To assess whether changes in calcium activity were present after behavioral action execution (seek action and take action) and to normalize activity changes based on basal fluorescence, perievent z scores were computed by comparing the ΔF/F after the behavioral action to the 1.5 s baseline ΔF/F before execution. For example, the changes in ΔF/F following the seek action were compared with mean of the ΔF/F 1.5–0.02 s before the seek action. Because data from Neurophotometrics were sampled at 41 Hz, we downsampled the Tucker-Davis Technologies signals to 41 Hz as well for graphical purposes using Fourier method (scipy library in Python). We further separated punished (i.e., shock) trials from unpunished trials, to investigate differential activity that was seen during punishment administration and during anticipation of, but no actual administration of, punishment. To quantify positive or negative changes in calcium activity following action execution, we performed net area under the curve (AUC) analysis (trapezoidal method) for 1 s after the seek action or take action and for the 2 s after reward delivery. These values were analyzed using mixed-effects model with factors session and risk block. Post hoc Bonferroni corrections were used when comparing sessions with other sessions or comparing with the 0% risk block. To investigate individual differences, we performed correlational analyses between behavioral and mPFC activity changes before and after learning (i.e., between Session 1 and Session 5–8). To account for sex differences in behavior, we normalized behavior changes by taking the change in trial completion (TrialsSession 5–8 – TrialsSession1) and z-scoring it for each sex. Thus, more negative values reflect subjects who showed greater decreases in resistance to probabilistic punishment. For mPFC activity, we took the difference between risk block z-score AUCs for seek actions in the corresponding sessions (AUCSession 5–8 – AUCSession1). After verifying no violations in normality with the Shapiro-Wilk test, we performed two-tailed Pearson correlations for punished and unpunished trials. All statistical tests were performed with an α level of 0.05 in GraphPad Prism (version 8).
Histology and imaging
Viral expression and fiber placements were verified after behavioral testing. Subjects were anesthetized with chloral hydrate (400 mg/kg) and transcardially perfused with 0.01 M PBS followed by 4% PFA. Brains were removed and postfixated in PFA for 36 h before being placed in 20% sucrose solution and stored at 4°C. Forty-micron brain slices were collected on a cryostat (Leica Microsystems) and preserved in 0.05% phosphate-buffered azide. Brain slices were mounted to slides and coverslipped with Vectashield antifade mounting medium. An Apotome.2 microscope (Carl Zeiss) was used to image brain slices for GFP (Carl Zeiss Filter set 38: 470 nm excitation/525 nm emission) and tdTomato (Carl Zeiss Filter Set 43: 545 nm excitation/605 nm emission) to validate expression of both fluorophores in cells near the fiber tip. Fiber placement and extend of viral expression was verified according to Paxinos and Watson (1998).
Excluded data
Behavioral data from 4 individual subjects' sessions were excluded due to feeder malfunctions. Fiber photometry data from 1 male were excluded from fiber photometry experiments due to injection of a differing GCaMP6-expressing viral construct from the other subjects, complicating his comparison with other subjects. This subject was included for behavioral analysis. Trials where the optical fiber patch cord fell off during action periods and needed to be reconnected were also excluded.
Results
Learning of probabilistic punishment task
Guided by other tasks (Pelloux et al., 2015; Park and Moghaddam, 2017a), our task used a chained schedule of reinforcement involving two sequential actions. Rats first executed a “seek” instrumental action in one nose poke followed by a “take” instrumental action in a second nose poke, which then led to reward delivery (Fig. 1a). The “seek” action was punished by delivering of a mild footshock after rats completed the action. The probability of the “seek” action being punished escalated in a blockwise manner throughout a single session (Fig. 1b).

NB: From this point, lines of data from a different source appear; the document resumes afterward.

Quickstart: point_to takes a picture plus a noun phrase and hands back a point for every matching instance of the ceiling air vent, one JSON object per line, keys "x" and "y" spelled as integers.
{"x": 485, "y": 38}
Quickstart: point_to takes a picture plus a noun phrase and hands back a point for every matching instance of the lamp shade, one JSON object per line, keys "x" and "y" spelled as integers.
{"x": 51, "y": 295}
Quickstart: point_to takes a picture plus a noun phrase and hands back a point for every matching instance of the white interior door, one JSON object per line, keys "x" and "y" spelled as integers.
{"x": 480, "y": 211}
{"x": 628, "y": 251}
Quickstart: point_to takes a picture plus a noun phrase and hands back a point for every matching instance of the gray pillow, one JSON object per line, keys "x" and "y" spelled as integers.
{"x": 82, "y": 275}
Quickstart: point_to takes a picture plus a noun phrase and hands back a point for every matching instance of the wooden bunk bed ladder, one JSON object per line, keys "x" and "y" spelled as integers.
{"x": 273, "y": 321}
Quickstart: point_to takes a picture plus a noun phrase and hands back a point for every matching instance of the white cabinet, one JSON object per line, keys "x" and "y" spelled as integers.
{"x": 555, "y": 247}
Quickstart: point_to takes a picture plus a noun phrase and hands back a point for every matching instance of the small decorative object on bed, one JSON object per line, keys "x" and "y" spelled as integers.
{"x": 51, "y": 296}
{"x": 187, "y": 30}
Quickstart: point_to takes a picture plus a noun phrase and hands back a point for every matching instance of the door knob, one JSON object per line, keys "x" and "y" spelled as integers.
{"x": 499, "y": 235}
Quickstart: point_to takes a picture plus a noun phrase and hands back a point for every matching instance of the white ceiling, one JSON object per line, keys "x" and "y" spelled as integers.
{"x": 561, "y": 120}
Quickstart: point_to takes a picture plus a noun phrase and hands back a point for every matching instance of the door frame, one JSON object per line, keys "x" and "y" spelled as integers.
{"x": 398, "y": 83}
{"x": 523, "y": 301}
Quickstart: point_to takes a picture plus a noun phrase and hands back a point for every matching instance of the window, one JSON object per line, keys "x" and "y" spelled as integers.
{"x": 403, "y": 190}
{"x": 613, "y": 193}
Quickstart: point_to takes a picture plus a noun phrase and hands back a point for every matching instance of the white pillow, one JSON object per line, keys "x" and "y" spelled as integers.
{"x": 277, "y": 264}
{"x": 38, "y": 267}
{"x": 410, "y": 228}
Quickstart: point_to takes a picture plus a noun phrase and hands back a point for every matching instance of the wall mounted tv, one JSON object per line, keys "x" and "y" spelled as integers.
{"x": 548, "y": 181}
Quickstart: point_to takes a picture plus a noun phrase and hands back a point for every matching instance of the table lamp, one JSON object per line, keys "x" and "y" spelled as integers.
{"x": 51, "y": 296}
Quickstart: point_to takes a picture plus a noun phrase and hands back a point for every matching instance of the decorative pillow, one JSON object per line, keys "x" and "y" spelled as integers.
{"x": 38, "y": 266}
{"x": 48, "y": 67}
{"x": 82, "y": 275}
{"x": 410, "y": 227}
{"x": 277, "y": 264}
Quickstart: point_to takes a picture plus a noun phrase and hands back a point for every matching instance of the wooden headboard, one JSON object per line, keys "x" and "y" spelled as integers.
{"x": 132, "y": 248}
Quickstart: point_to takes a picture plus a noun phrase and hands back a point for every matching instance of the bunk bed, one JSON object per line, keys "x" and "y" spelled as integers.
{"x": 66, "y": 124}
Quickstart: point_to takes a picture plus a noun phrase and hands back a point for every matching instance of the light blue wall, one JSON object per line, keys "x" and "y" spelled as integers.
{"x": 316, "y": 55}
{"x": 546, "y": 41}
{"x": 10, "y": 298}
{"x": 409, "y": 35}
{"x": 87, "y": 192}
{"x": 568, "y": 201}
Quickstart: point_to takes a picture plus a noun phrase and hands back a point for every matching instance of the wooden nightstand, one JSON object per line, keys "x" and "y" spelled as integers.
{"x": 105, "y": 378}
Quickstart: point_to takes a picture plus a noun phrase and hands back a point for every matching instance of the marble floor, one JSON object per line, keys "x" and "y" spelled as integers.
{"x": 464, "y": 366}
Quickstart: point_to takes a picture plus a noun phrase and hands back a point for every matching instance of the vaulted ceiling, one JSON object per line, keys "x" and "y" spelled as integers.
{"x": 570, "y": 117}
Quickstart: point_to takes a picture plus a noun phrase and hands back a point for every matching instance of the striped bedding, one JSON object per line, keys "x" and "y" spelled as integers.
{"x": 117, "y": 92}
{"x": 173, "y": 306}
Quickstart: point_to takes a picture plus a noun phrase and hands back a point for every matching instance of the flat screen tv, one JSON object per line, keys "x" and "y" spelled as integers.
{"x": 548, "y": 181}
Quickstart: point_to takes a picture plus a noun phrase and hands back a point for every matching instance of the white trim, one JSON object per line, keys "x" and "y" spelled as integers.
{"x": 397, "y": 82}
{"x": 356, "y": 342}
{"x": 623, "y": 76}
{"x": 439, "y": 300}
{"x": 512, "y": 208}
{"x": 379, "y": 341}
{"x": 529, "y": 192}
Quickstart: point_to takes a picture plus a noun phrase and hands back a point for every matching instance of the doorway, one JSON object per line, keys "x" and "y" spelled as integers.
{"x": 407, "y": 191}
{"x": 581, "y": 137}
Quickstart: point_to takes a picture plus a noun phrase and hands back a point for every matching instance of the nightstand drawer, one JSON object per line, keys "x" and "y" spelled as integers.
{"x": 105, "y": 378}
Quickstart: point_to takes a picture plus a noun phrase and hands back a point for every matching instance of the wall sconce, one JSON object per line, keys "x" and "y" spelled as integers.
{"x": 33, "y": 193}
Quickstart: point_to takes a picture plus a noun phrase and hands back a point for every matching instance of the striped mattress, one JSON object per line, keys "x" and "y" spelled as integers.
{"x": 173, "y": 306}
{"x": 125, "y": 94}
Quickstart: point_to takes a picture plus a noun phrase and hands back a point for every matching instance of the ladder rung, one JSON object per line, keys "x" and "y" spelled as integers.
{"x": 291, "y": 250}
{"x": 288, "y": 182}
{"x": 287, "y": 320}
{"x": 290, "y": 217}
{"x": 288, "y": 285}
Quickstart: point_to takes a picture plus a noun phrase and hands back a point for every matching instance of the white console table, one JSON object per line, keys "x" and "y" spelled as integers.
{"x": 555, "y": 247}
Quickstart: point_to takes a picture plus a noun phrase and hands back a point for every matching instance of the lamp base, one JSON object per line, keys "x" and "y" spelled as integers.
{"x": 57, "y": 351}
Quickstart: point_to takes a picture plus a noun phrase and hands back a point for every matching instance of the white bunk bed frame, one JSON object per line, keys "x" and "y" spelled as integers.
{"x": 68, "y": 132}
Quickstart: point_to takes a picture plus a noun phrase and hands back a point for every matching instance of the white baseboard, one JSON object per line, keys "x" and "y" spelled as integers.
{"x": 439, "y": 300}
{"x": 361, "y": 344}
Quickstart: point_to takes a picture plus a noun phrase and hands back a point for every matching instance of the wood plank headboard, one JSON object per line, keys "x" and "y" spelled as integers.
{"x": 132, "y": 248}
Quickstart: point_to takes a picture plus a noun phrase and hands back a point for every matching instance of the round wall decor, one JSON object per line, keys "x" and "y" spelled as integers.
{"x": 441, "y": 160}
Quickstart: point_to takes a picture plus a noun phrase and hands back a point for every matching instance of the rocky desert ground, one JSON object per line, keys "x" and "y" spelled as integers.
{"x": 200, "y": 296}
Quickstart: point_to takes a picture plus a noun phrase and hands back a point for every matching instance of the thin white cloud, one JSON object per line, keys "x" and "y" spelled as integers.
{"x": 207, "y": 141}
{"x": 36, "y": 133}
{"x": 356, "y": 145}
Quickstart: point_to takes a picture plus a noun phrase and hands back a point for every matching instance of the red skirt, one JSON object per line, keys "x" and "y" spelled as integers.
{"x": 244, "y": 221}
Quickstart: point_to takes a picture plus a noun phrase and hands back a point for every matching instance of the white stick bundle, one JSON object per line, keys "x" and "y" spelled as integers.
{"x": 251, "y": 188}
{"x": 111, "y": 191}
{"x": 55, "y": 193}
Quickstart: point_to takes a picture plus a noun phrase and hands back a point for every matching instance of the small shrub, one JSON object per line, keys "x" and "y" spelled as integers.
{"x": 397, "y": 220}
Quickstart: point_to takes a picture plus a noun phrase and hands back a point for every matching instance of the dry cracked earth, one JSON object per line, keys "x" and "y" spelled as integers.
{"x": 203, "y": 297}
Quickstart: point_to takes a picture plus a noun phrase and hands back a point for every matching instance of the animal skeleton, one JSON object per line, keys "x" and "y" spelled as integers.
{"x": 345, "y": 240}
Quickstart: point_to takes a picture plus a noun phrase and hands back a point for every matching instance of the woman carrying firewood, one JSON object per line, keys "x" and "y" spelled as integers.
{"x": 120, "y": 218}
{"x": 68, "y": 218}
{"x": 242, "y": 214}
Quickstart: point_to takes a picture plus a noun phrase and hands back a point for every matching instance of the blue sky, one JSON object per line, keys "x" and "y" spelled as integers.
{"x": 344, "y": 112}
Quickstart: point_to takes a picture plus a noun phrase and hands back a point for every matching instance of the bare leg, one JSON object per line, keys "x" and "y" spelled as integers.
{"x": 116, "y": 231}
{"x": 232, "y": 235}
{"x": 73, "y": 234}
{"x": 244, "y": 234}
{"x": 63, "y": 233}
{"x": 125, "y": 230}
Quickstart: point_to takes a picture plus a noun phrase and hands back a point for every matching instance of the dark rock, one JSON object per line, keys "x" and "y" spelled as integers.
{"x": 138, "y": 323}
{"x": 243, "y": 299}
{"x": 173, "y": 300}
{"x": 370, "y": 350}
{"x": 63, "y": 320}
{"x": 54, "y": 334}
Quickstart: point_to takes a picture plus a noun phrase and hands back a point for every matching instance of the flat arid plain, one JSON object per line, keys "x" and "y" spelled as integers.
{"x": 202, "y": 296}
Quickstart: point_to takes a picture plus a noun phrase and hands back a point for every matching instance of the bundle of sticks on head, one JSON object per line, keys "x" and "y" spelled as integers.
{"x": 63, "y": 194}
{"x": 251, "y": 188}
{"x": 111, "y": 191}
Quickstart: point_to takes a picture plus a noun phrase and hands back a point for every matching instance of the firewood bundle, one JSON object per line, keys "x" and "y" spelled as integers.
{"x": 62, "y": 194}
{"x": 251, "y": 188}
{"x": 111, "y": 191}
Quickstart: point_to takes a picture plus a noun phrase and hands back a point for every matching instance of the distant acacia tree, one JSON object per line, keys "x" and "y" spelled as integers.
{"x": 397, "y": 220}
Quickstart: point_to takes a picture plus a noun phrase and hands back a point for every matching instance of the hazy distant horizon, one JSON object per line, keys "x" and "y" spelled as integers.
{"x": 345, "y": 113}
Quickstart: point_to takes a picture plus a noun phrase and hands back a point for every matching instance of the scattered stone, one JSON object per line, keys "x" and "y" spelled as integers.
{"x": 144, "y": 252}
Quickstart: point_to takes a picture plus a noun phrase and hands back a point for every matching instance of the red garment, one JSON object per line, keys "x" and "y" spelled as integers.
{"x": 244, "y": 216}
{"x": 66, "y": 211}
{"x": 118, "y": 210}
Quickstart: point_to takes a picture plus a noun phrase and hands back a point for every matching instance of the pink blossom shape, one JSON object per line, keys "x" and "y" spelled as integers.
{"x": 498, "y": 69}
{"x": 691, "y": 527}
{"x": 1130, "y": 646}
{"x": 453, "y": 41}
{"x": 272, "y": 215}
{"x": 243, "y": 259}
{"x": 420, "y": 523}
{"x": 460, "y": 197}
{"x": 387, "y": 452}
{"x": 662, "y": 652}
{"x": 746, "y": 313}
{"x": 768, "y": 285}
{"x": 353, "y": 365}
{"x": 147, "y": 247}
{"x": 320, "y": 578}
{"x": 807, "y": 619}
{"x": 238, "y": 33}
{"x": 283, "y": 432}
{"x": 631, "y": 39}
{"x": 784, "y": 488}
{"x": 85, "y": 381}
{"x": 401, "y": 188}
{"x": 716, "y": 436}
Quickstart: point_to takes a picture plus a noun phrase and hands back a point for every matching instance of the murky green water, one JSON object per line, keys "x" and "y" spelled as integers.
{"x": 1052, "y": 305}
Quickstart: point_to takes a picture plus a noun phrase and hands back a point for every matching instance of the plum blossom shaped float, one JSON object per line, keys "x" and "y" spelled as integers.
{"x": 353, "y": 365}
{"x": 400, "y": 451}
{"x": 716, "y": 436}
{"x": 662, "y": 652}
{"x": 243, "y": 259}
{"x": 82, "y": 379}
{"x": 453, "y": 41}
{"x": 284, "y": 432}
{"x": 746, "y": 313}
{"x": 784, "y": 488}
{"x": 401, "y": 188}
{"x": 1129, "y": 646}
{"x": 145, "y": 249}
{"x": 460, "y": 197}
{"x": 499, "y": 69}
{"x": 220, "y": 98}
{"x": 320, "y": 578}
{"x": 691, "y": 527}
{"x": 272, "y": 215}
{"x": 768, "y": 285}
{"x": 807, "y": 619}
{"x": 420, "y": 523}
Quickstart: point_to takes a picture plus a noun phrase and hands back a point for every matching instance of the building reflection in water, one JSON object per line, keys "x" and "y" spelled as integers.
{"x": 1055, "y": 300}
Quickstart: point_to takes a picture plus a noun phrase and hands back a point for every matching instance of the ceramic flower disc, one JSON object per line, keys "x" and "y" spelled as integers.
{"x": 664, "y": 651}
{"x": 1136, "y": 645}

Rats first learned to perform the sequential actions without punishment, which are designated as no-shock sessions, for at least four sessions. To validate task learning and to further mirror other procedures assessing risky choice, we determined stable probabilistic punishment task behavior after introduction of footshock punishment by identifying when five consecutive sessions produced no significant effect of session nor session × risk interaction in a two-way ANOVA for each cohort (Simon et al., 2009). These methods determined that stable behavior was observed in Sessions 4–11 (range for all cohorts; main effect of session or session × risk block interaction: F values < 1.97, p values > 0.13). After assessing the first 11 probabilistic punishment task sessions, we noted that task behavior differed in Session 1, when animals were first learning of the shock contingency, compared with Sessions 4–11. In Session 1, there was an overall resistance to probabilistic punishment in the 6%-18% risk blocks that decreased after subjects learned the task in Sessions 4–11 (session × risk block interaction: F(3.07,83.05) = 18.04, p < 0.01; post hoc p values < 0.021; Fig. 1c).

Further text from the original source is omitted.